La rationalisation des activités a pour conséquence le "désenchantement du monde" ( Max Weber). On entend par là l'idée que tous les phénomènes observables ont une explication scientifique, la magie ou le surnaturel n'expliquant rien : s'il ne pleut pas, ce n'est pas parce que les dieux sont en colère contre les hommes mais parce que l'anticyclone des Açores est placé de telle façon qu'il repousse tous les nuages ailleurs ! Le monde n'est donc plus " enchanté ", c'est-à -dire explicable par la magie.
Il ne faut pas confondre individualisme et égoïsme : l'individualisme désigne le processus par lequel, dans les sociétés modernes, les hommes se dégagent de plus en plus de l'emprise des institutions (famille, caste, religion, etc…) qui, autrefois, réglaient tous leurs comportements. Le résultat de ce mouvement est que chaque individu peut choisir librement son mode de vie, agir comme il l'entend (tant qu'il respecte les lois communes). Il ne faut cependant pas oublier le poids des structures dans la détermination des comportements des individus : vous avez vu en étudiant la socialisation en classe de Première, que nous reproduisons beaucoup de ce qui nous a été transmis. Dans une société moderne, l'individu peut choisir d'être égoïste, mais il peut aussi choisir de ne pas l'être, en fonction de ses valeurs, de l'éducation qu'il a reçue et de sa propre appréciation de la réalité !
Il faut souligner le corollaire de (c'est à dire l'élément qui va avec) cette place prépondérante accordée à l'individu : celui-ci est beaucoup plus seul pour assumer ses choix de vie. Quand la société dicte leurs comportements aux individus, ceux-ci n'ont plus de responsabilité personnelle. Quand c'est l'individu qui décide, il est responsable de ses décisions. Cette solitude peut être parfois difficile à supporter.

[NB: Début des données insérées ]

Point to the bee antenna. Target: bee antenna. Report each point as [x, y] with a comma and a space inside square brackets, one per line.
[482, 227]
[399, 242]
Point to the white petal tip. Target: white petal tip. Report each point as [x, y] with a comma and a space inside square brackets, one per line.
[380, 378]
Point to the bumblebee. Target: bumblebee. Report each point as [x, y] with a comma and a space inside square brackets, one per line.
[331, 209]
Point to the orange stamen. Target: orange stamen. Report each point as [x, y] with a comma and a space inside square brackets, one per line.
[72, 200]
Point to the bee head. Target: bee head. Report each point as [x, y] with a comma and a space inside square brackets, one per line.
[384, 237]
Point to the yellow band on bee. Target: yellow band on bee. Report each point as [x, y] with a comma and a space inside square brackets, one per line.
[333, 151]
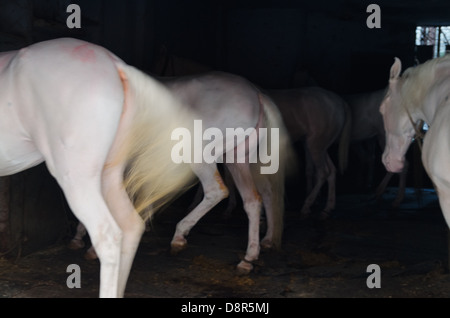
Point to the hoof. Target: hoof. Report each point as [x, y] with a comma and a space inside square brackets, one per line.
[76, 244]
[90, 255]
[304, 215]
[244, 268]
[177, 245]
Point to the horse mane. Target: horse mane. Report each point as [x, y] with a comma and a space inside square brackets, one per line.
[417, 80]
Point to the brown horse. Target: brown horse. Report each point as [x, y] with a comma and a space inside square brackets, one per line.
[367, 123]
[318, 117]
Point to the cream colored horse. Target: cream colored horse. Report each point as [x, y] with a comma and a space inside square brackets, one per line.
[421, 93]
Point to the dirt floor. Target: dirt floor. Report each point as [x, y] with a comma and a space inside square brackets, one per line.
[318, 259]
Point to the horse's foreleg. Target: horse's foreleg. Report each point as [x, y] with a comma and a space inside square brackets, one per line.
[331, 201]
[319, 160]
[252, 205]
[129, 221]
[401, 185]
[214, 191]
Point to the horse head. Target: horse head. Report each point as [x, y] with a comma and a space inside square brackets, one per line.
[398, 125]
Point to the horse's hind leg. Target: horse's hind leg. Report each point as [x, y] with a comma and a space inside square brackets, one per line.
[331, 179]
[214, 191]
[252, 205]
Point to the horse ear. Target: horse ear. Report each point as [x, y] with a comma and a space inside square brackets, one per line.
[396, 68]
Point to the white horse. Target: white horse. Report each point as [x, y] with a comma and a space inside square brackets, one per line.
[227, 101]
[88, 115]
[367, 123]
[421, 93]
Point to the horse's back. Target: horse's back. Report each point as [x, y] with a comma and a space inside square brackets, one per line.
[367, 121]
[310, 110]
[52, 93]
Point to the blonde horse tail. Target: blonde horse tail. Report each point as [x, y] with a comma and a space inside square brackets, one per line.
[344, 140]
[287, 161]
[152, 179]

La montée de l'individualisme, si elle donne à chacun la liberté de choisir sa vie, n'est pas sans poser des problèmes collectifs. Comment la société va-t-elle réussir à intégrer les individus et à faire que le ciment social prenne ? Comment va-t-elle assurer la coordination et la régulation des activités économiques ? Comment va-t-elle garantir à chacun des individus qui la composent l'exercice et la protection de ses droits ? Enfin, si chacun se pense comme un individu détaché de toutes amarres sociales, comment construire une société démocratique, comment la penser même ? Toutes ces questions vont bien sûr être au cœur de ce que vous allez étudier cette année.
Depuis deux siècles, la croissance économique et le changement social ont bouleversé la physionomie du monde. Cependant, il ne s'agit pas d'un processus linéaire et généralisé : tous les pays ne connaissent pas les mêmes évolutions, toutes les époques ne connaissent pas les mêmes rythmes de croissance. Des inégalités sont apparues ou se sont renforcées, posant aujourd'hui de nombreuses questions. C'est ce que nous allons étudier maintenant.